Pytanie na pozór banalne. Prawie każdy odpowie, że do jazdy samochodem powinniśmy wybrać obuwie wygodne. Ale czy klapki, którym wygody odmówić nie można, nadają się do prowadzenia auta? Albo buty na obcasie lub stylowe botki na grubym koturnie?
Auto i buty na obcasie lub tzw. koturny nie będą dobrym pomysłem. Powód jest prosty – kierowca powinien „czuć” pedał hamulca, sprzęgła i gazu. A to czucie jest niezmiernie ważne w sytuacjach nagłych, wymagających hamowania awaryjnego. Wygodne obuwie to szybsza reakcja. To bezpieczeństwo. Szpilki z pewnością nie ułatwiają szybkiej reakcji. Podobnie sandały z wiązaniem na kostce lub klapki, które mogą się po prostu zsunąć. Takie buty są dodatkową przeszkodą w komfortowej jeździe.

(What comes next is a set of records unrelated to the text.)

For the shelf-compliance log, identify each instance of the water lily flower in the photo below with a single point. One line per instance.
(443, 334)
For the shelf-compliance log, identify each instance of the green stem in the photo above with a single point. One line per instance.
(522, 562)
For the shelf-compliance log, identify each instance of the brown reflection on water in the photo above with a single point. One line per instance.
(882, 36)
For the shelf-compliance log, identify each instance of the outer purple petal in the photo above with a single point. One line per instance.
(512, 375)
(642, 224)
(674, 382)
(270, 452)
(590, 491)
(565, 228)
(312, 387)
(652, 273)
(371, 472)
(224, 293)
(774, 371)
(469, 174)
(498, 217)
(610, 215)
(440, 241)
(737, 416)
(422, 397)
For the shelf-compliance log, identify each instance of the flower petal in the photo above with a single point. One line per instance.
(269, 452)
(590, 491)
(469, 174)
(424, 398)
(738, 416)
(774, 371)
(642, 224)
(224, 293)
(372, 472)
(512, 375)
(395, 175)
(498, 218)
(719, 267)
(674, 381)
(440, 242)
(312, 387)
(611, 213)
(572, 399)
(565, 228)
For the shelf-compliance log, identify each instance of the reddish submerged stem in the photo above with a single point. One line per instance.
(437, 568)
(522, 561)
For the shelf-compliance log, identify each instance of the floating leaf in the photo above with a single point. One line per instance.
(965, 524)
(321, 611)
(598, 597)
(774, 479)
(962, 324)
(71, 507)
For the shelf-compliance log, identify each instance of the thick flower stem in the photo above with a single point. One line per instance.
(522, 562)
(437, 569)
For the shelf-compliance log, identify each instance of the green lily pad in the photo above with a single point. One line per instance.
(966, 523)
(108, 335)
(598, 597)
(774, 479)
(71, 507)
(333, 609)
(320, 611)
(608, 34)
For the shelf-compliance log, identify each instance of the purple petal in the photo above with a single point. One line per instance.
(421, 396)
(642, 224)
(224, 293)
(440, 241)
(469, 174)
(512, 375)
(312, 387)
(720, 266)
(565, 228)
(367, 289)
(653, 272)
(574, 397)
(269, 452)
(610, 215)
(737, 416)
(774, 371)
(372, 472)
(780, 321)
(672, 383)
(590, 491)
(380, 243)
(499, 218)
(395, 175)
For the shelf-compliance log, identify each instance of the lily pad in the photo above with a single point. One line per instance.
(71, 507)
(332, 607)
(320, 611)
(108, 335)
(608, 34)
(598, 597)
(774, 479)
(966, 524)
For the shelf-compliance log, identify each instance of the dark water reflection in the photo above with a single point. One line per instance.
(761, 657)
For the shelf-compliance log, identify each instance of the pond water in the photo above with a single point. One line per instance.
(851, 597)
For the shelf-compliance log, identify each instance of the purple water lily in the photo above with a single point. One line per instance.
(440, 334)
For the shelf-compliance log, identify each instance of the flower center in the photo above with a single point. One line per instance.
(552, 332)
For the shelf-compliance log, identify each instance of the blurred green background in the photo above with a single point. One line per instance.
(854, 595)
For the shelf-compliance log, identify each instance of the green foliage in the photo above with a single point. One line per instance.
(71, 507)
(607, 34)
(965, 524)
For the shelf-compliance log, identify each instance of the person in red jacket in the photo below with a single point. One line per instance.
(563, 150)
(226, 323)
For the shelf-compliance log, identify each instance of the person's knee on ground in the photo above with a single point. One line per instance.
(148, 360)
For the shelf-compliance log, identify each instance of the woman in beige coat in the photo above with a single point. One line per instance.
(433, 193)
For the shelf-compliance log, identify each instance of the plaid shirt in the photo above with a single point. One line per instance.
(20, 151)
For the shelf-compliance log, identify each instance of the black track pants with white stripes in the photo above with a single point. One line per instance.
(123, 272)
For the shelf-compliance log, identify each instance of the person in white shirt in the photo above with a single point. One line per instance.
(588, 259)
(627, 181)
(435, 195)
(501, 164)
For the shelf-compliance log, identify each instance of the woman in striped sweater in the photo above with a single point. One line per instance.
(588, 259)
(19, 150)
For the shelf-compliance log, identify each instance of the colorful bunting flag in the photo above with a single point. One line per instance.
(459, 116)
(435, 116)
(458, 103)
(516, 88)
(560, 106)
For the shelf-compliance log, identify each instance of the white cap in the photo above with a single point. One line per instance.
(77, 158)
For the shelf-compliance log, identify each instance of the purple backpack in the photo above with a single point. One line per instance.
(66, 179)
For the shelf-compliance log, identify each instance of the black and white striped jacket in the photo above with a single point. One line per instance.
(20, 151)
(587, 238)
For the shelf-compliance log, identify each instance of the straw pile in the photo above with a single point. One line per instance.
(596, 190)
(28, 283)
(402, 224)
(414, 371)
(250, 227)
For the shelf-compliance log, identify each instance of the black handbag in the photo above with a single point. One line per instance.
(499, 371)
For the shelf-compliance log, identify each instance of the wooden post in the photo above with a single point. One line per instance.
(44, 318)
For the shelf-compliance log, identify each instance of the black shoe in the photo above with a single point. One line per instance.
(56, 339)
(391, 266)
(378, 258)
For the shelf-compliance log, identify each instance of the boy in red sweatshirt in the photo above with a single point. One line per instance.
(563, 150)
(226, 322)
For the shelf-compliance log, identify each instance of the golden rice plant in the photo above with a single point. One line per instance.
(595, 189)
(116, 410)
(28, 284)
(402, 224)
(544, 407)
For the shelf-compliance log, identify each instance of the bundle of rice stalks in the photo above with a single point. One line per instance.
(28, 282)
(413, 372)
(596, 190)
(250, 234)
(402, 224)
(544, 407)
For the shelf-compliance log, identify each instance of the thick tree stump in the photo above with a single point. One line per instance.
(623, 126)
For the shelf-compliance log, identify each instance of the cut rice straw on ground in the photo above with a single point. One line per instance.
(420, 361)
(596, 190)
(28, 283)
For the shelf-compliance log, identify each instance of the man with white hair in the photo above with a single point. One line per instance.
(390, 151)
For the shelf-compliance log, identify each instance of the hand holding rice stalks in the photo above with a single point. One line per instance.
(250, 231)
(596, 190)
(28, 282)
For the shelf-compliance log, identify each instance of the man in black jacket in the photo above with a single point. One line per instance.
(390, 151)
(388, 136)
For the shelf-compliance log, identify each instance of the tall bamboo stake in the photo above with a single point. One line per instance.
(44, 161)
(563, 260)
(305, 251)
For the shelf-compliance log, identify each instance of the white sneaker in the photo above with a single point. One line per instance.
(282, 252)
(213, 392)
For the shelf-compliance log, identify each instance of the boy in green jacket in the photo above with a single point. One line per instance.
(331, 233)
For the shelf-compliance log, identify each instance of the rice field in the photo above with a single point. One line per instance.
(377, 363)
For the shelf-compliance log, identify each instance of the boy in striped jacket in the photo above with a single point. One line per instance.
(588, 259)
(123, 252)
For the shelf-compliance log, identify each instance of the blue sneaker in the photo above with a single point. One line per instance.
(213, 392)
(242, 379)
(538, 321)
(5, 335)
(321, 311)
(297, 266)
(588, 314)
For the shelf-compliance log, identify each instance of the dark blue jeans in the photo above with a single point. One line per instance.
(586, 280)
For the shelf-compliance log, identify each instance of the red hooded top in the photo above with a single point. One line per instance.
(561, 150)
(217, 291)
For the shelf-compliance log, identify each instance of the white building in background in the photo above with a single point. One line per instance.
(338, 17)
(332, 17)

A więc kierowca plus auto równa się wygodne obuwie. Na płaskiej podeszwie, niezbyt grubej (maksymalnie 2-2,5 cm). Obuwie dobrze trzymające się stopy. Buty sportowe lub trampki będą najlepszym rozwiązaniem. I nie trzeba rezygnować ze szpilek. Panie mogą przecież zmienić buty przed jazdą i po jeździe. Zmiana obuwia to tylko chwila, ale korzyści takie jak bezpieczeństwo i komfortowa jazda są nie do przecenienia.